Some stats about the cluster
3 master nodes
12 hot data+ingest nodes
16 vCPU 32GB mem (16GB heap) each
12 warm data+ingest nodes
8 vCPU 32GB mem (16GB heap) each
1 ingest node (added recently for testing)
Ingestion is done with a ALB that routes to all the non-master nodes (warm+hot+client)
data is sent from a flink job using the java ES client + filebeat pods
indices have no static mappings and dynamic mapping is used
Some indices have pretty complex structure but nothing too nested or exotic
Hot nodes hold data 3-4 days back and warm nodes hold all the rest of the data (depends on index that can be 30 days back)
Average number of shards per hot node is 40 with total size of 1.3TB (1.5B docs)
Since we reduces the amount of shards per index significantly we have no issues during the day ingesting, indexing and querying data.
However, every day at 00:00 when our filebeat pods write to the new indexes, the task queue completely fills up.

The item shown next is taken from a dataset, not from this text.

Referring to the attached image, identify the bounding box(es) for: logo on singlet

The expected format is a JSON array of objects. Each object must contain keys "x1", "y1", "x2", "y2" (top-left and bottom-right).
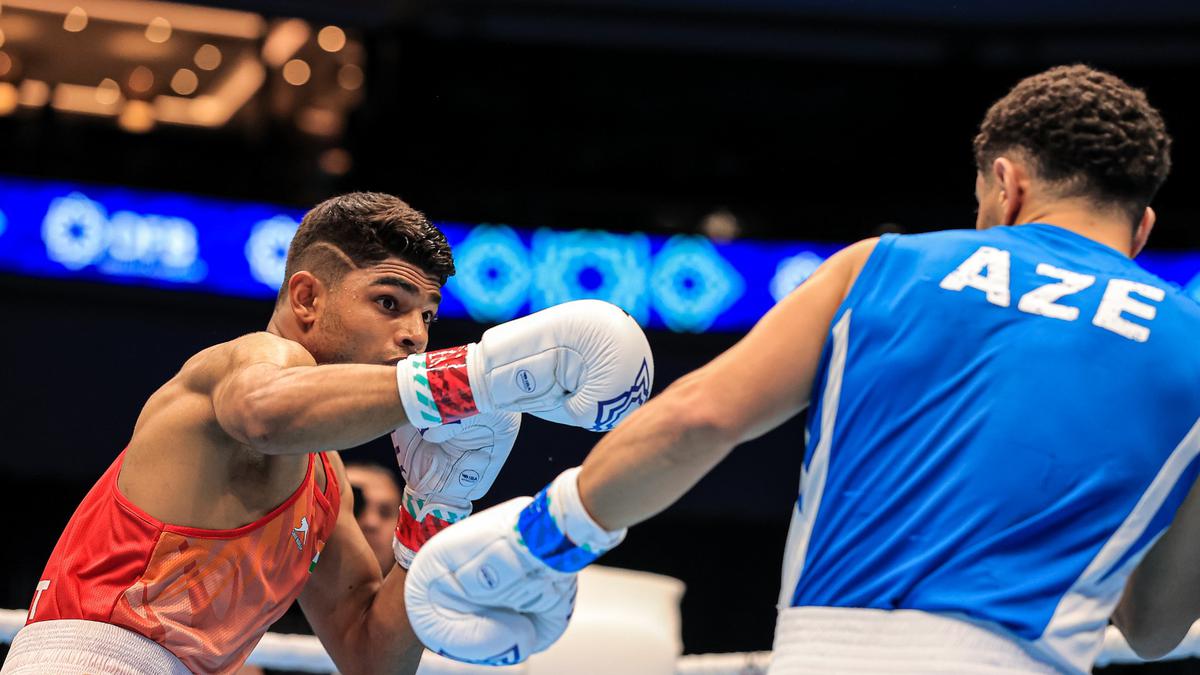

It takes about 5 hours to stop seeing rejections completely and i know (but did not measure) that it takes some time for the new indices to show up
How can this be improved? i guess that upgrading to a new version can help and we are planning to do so but we want to find a solution in the meantime.
I believe the amount of index/shards per node is completely within recommended limits. is it a CPU intensive operation? memory intensive?